To conduct this test I created a brand new Heroku instance based on the Heroku-WP template with the memcached addon installed. To populate the content I imported the WordPress Theme Unit Test after performing the initial setup. I then ran each permutation of the load test 5 times, flushing caches in between and averaged the results. When switching between PHP and HHVM I simply pushed a config change to composer.json and the boot script to toggle between the two interpreters.

To conduct the actual load test I used loader.io, (shameless referal link) a cloud based load generator with an insane 10,000 concurrent connection limit on the free account. (Quite generous when compared to the limit of 250 concurrent users on the free blitz.io account which I’ve used previously.) The free account of loader.io will only accept 2 URLs to test however with WordPress we can access most front-end pages via GET parameters passed to /index.php. Using this method and the following payload file I was able to have loader.io cycle through all posts, pages, categories, time based index pages, and the home page on the sample site for a more comprehensive sampling.
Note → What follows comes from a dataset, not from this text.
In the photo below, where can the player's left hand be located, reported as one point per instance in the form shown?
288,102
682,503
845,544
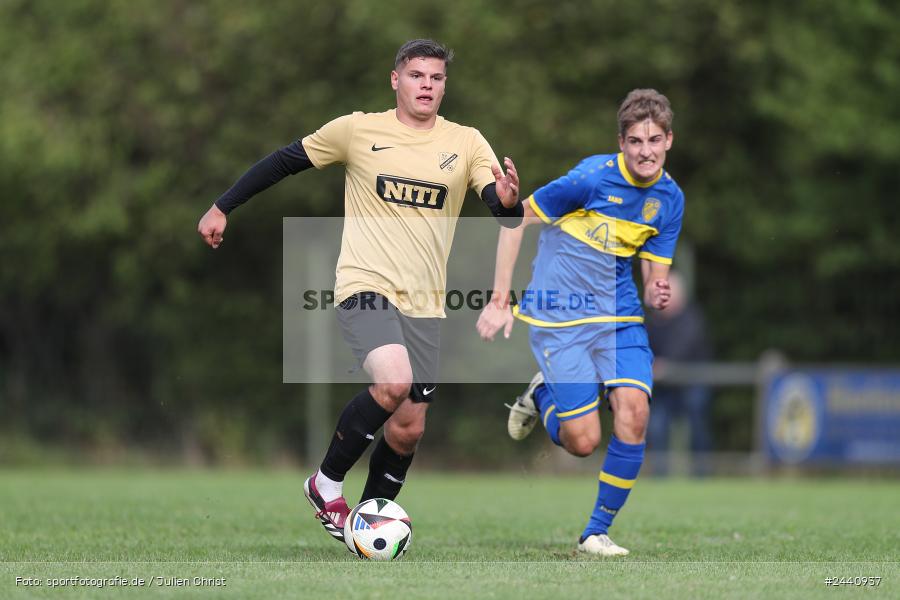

https://gist.github.com/xyu/41db641df484540af7b4

Finally, I ran all the tests for 60 seconds ramping up from 0 to 1,000 concurrent connections. I purposely excluded loading of static assets to place as much pressure as possible on PHP / HHVM for this synthetic stress test.

Conclusions

As expected, under high load MySQL is the real bottleneck, slowing down requests and causing errors due to hanging or killed queries. Caching was able to mitigate poor DB performance and bring page load times down by an order of magnitude for both PHP and HHVM.

Beyond that through simply turning on HHVM cut load times in half and appears to have allowed the server to better cope with multiple simultaneous slow requests piling up during times of high load. So if you have already installed a caching plugin and optimized your WordPress site running it on HHVM could potentially be an easy way to squeeze some more performance out of your setup.